Following my latest post about the villages of France, I thought I might move northwards, and back through time, to consider the wics of the 7th century North and Baltic sea areas. These settlements, unlike a circulade or a bastide, are not classified by a particular shape or typical layout, but instead are usually recognised by their locations. Situated along sea-coasts or rivers, they served as nodes along the trade routes between England and Russia (more about which here,) a fact highlighted by the coins, pottery, and other goods found in their vicinity by archaeologists.

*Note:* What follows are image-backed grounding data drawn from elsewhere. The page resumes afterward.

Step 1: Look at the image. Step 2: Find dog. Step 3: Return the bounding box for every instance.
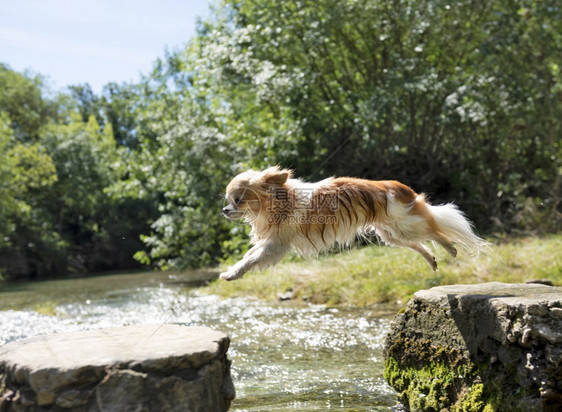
[220,166,489,281]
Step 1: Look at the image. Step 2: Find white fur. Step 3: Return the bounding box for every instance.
[428,203,490,255]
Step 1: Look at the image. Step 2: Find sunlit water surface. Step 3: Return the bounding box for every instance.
[0,271,401,411]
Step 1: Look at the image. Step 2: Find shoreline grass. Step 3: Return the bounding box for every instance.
[204,235,562,307]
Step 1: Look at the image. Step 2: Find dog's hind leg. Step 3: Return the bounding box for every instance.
[376,229,438,270]
[428,230,457,257]
[436,237,457,257]
[404,241,438,271]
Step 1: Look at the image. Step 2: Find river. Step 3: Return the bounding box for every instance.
[0,270,402,411]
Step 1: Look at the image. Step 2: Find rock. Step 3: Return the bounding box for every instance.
[384,282,562,412]
[277,290,295,301]
[0,324,235,411]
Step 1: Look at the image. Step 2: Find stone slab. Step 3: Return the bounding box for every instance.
[0,324,235,411]
[384,282,562,411]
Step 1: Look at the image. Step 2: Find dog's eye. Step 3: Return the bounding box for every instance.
[234,197,242,205]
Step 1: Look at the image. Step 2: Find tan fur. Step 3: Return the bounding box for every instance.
[220,166,489,280]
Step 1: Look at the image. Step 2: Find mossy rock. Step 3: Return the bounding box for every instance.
[383,283,562,411]
[384,336,500,411]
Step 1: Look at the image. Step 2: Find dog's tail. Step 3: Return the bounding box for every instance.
[428,203,491,256]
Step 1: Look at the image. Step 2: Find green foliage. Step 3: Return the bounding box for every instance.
[0,113,57,249]
[126,103,242,269]
[0,64,51,142]
[68,83,103,125]
[100,82,148,148]
[0,66,153,279]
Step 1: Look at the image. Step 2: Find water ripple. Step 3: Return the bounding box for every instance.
[0,273,400,410]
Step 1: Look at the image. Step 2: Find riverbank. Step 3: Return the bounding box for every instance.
[205,235,562,307]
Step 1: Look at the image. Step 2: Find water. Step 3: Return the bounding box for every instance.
[0,271,401,411]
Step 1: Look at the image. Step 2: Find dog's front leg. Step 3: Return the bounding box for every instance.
[219,241,289,281]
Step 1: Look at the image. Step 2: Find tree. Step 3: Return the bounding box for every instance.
[68,83,103,125]
[0,64,158,279]
[100,82,149,148]
[0,64,51,142]
[0,113,58,277]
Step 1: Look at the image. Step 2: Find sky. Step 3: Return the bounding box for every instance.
[0,0,211,94]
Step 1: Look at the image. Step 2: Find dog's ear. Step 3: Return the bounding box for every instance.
[262,166,292,186]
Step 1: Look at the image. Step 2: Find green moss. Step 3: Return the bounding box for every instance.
[457,383,500,412]
[384,336,502,411]
[384,355,502,411]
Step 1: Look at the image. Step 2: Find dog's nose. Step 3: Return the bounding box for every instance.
[222,207,229,215]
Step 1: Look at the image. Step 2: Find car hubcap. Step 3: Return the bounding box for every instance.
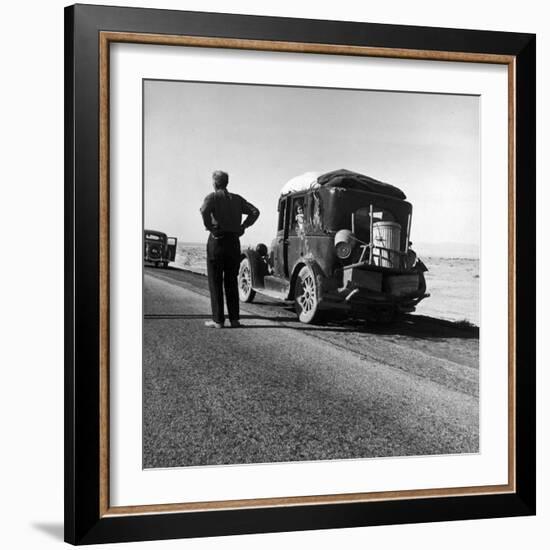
[240,264,251,295]
[298,274,316,313]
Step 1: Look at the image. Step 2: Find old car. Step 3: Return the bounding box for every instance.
[238,169,429,323]
[143,229,177,268]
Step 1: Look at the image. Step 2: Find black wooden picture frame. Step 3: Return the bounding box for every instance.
[65,3,536,545]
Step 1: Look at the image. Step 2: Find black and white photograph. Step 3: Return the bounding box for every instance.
[142,79,480,469]
[1,0,541,547]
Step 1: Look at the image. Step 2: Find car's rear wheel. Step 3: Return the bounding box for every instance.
[238,257,256,302]
[294,265,320,324]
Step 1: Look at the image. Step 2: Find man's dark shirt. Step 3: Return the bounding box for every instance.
[200,189,259,235]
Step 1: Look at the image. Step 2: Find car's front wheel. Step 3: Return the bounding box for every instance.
[294,265,320,324]
[238,257,256,302]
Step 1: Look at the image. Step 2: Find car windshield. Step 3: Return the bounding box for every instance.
[323,189,411,243]
[353,208,396,243]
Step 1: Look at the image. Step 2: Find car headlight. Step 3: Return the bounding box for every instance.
[255,243,268,257]
[334,229,356,260]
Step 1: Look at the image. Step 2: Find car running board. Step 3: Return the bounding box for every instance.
[260,275,291,300]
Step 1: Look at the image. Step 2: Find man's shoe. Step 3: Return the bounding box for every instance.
[204,320,224,329]
[229,320,242,328]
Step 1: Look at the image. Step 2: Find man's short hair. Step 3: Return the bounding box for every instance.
[212,170,229,189]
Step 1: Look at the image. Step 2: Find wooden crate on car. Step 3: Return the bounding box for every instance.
[385,274,419,297]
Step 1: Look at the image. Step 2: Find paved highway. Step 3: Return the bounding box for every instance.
[143,266,479,468]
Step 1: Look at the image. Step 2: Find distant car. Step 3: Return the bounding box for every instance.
[144,230,177,268]
[238,169,429,323]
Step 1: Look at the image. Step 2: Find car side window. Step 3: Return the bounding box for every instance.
[277,199,286,231]
[291,197,306,235]
[309,192,322,232]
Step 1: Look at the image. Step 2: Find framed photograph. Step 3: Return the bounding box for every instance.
[64,4,536,545]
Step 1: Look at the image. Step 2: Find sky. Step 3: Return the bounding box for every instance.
[144,79,480,256]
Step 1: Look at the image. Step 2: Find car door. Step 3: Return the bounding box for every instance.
[287,195,306,275]
[272,197,290,278]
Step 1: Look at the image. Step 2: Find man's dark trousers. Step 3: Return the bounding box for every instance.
[206,233,240,324]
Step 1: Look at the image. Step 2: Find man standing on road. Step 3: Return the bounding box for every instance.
[200,170,260,328]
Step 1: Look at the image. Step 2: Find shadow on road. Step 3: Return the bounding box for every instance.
[328,314,478,340]
[145,266,478,340]
[144,312,478,340]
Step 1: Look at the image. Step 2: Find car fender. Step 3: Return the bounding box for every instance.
[416,268,427,295]
[415,258,428,273]
[241,248,267,288]
[288,258,328,302]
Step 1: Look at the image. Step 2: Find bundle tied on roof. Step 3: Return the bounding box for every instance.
[280,169,406,200]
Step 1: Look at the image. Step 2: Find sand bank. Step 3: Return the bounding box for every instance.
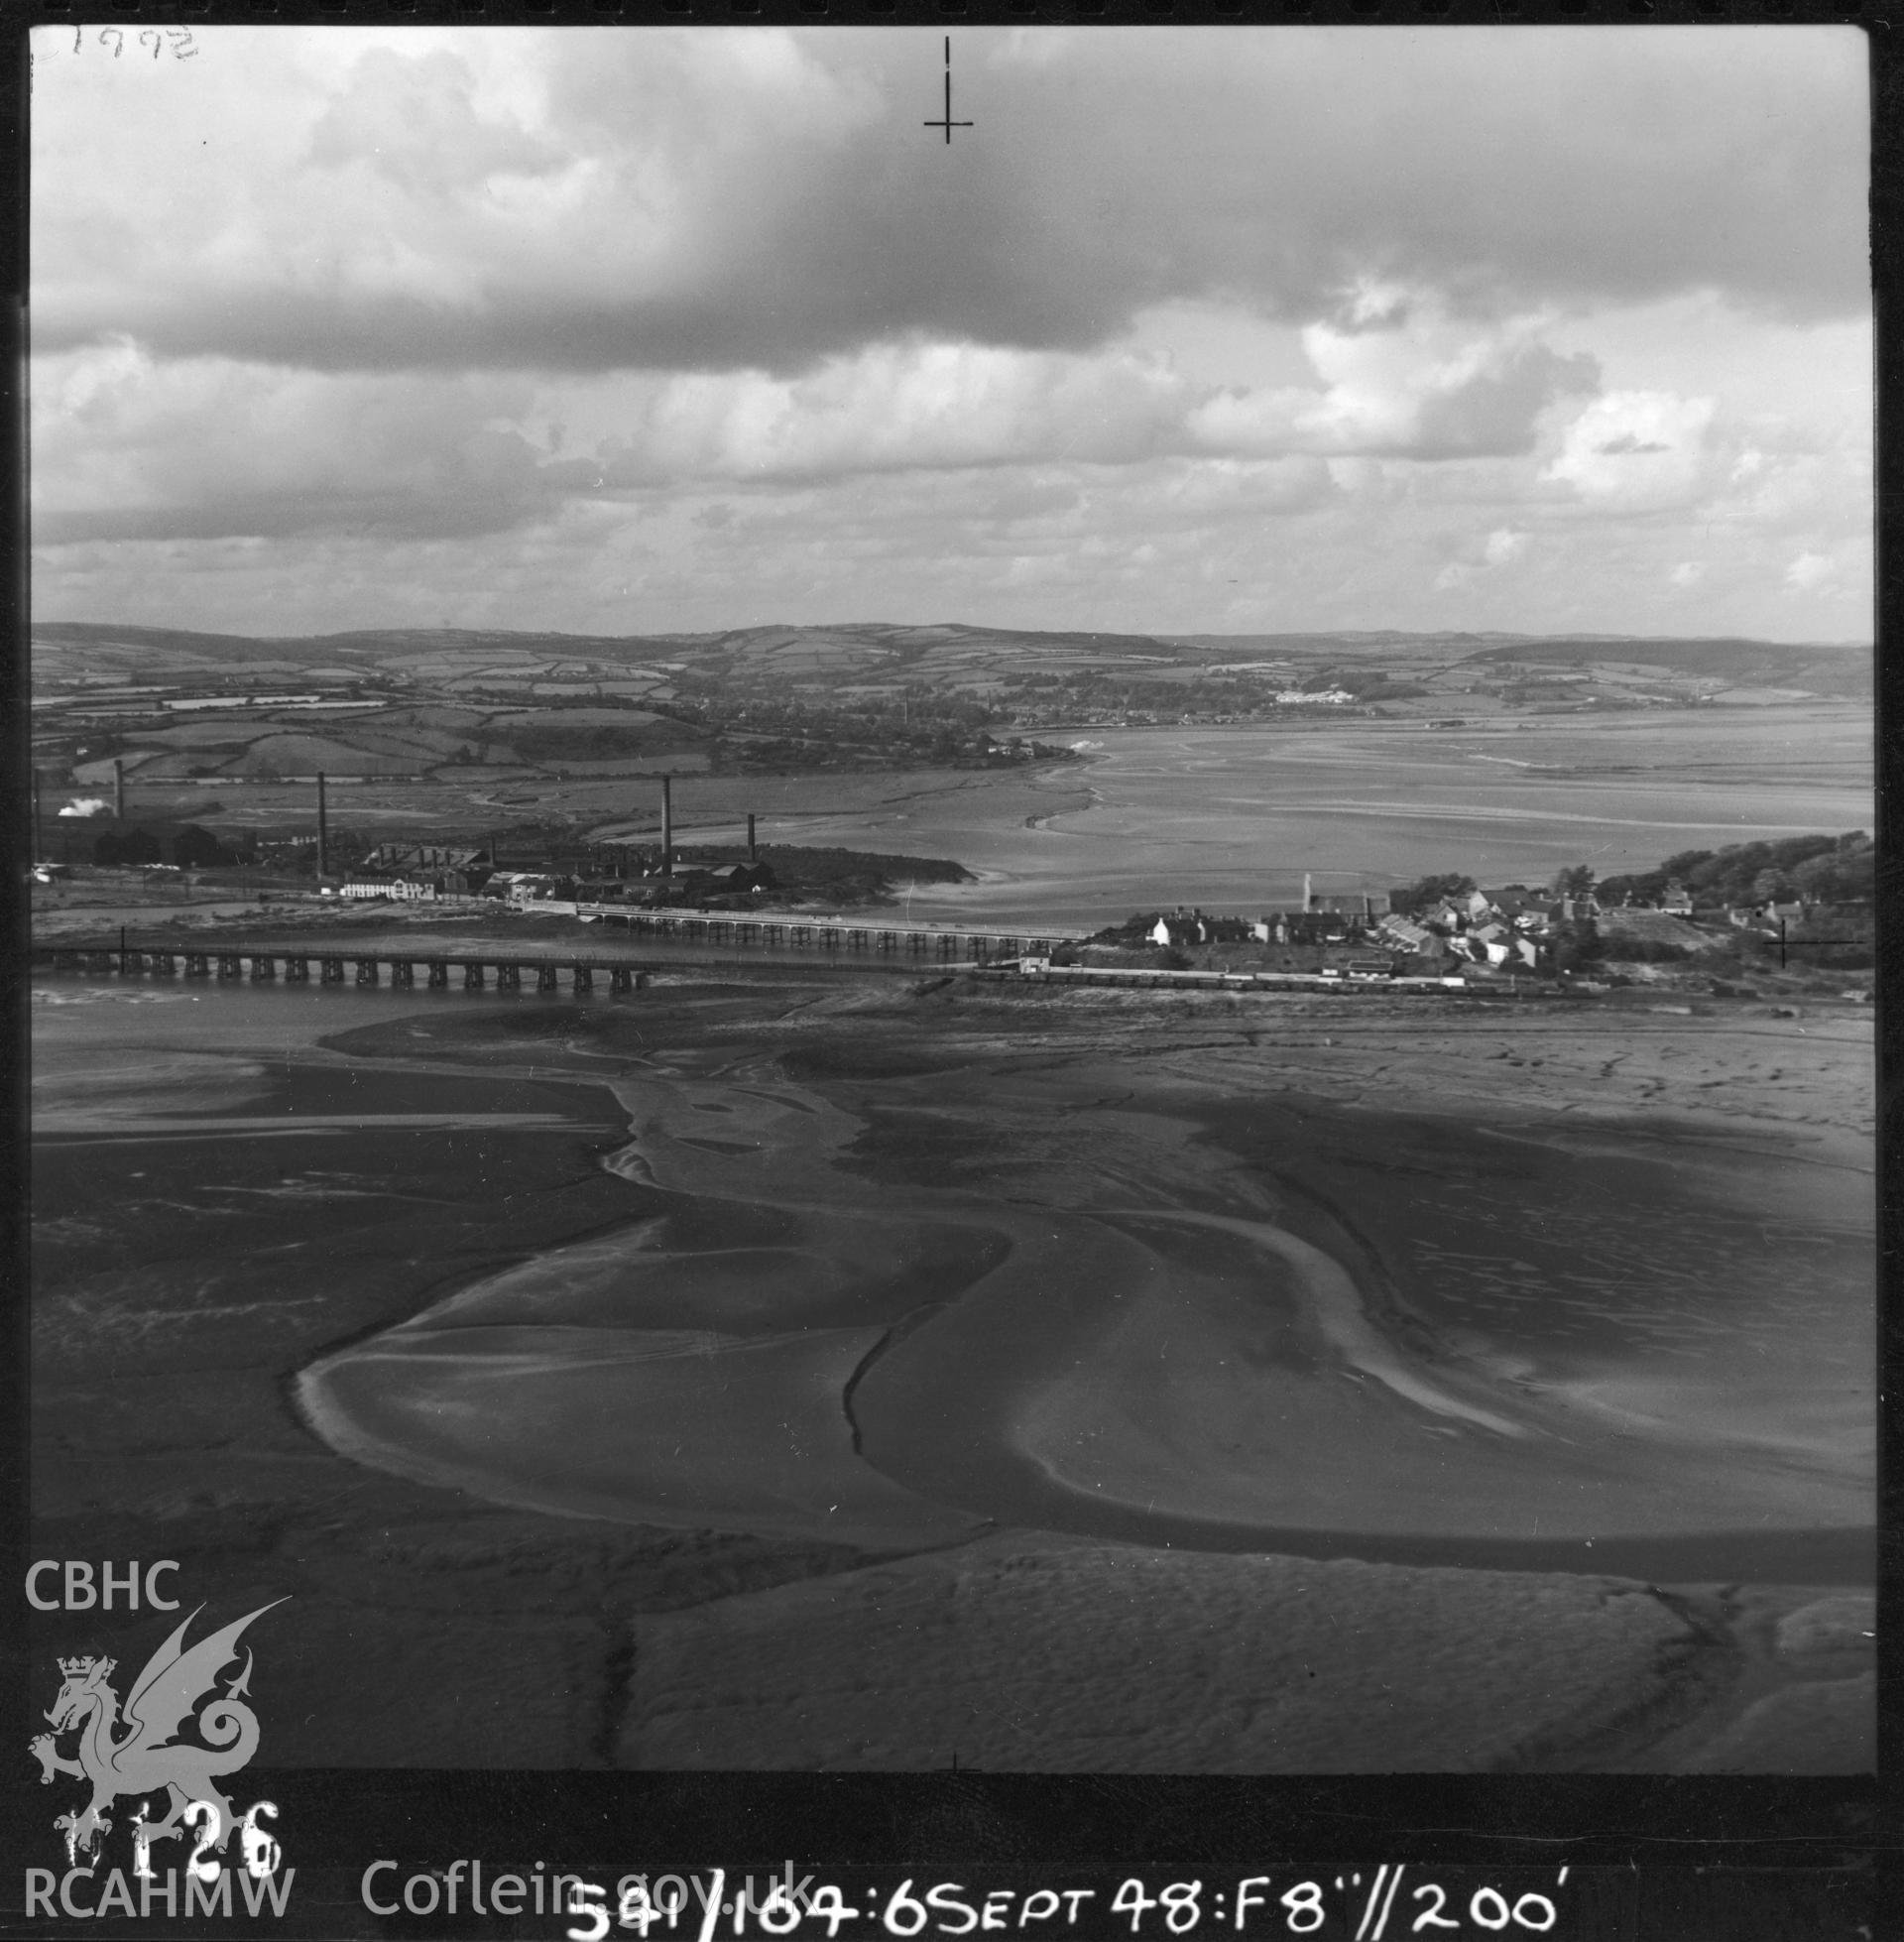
[33,970,1875,1769]
[298,983,1870,1581]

Typically, a wic (an Anglo-Saxon word) would have no church or high status residence, hinting that they were almost entirely oriented towards trade. This is emphasised by the way in wics were usually twinned with other settlements, the famous example being the partnership between Lundenwic and Lundenburgh –that is, London-port and London-town. Other wics include Hamwic (modern Southampton), Dorestad, Riba, Birka, and Quentovic, although those in modern-day England are usually larger.
These factors–the wealth of emporia and their proximity to high-status local settlements–suggests that they may have been deliberately established to bring trade under the control of rulers, probably for tax purposes. Charter material from the 9th century kingdom of Mercia (the English midlands) supports the idea of royal influence over trade, as does the location of mints within the wics.
This prosperity had it’s drawbacks, however. Located outside the walls of nearby settlements and within easy striking distance of the sea, the emporia were vulnerable to attack, particularly as the Viking threat intensified during the 8th and 9th centuries. The Annals of St-Bertin record, for example, that Dorestad had been the target of Viking attention repeatedly, in 850, 857, and 863. In this last year, the Annals write,
‘…Danes sailed up the Rhine towards Cologne, after sacking the emporium called Dorestad and also a fairly large villa at which the Frisians had taken refuge, and after slaying many Frisian traders and taking captive large numbers of people….’ (p.104)
Such attacks were also undertaken at English sites, and probably contributed to the decline of wics in the 9th century. In the face of such dangers, traders preferred to move within the walls, bringing new prosperity to the burghs (enclosed settlements) in England while depriving the emporia of their specialised function. In England in particular, society was changing. Viking attack had crippled the Anglo-Saxon kingdoms of Mercia, Northumbria, and East Anglia, and sorely tested the kingdom of Wessex.
In their wake, the Wessex kings (among them Alfred ‘the Great’) built fortified towns and spread their influence, laying the foundations of the England conquered by William, Duke of Normandy in 1066.
In the North and Baltic seas, the collapse of the Carolingian Empire and the establishment of newer, fortified trading cities likewise spelled the end of the emporia.
The Annals of St-Bertin, trans. Janet L. Nelson (Manchester, 1991).
Reynolds, Andrew, ‘Review Article: On farmers, traders and kings: archaeological reflections of social complexity in early mediaeval north-western Europe,’ Early Medieval Europe vol. 13.1 (2005).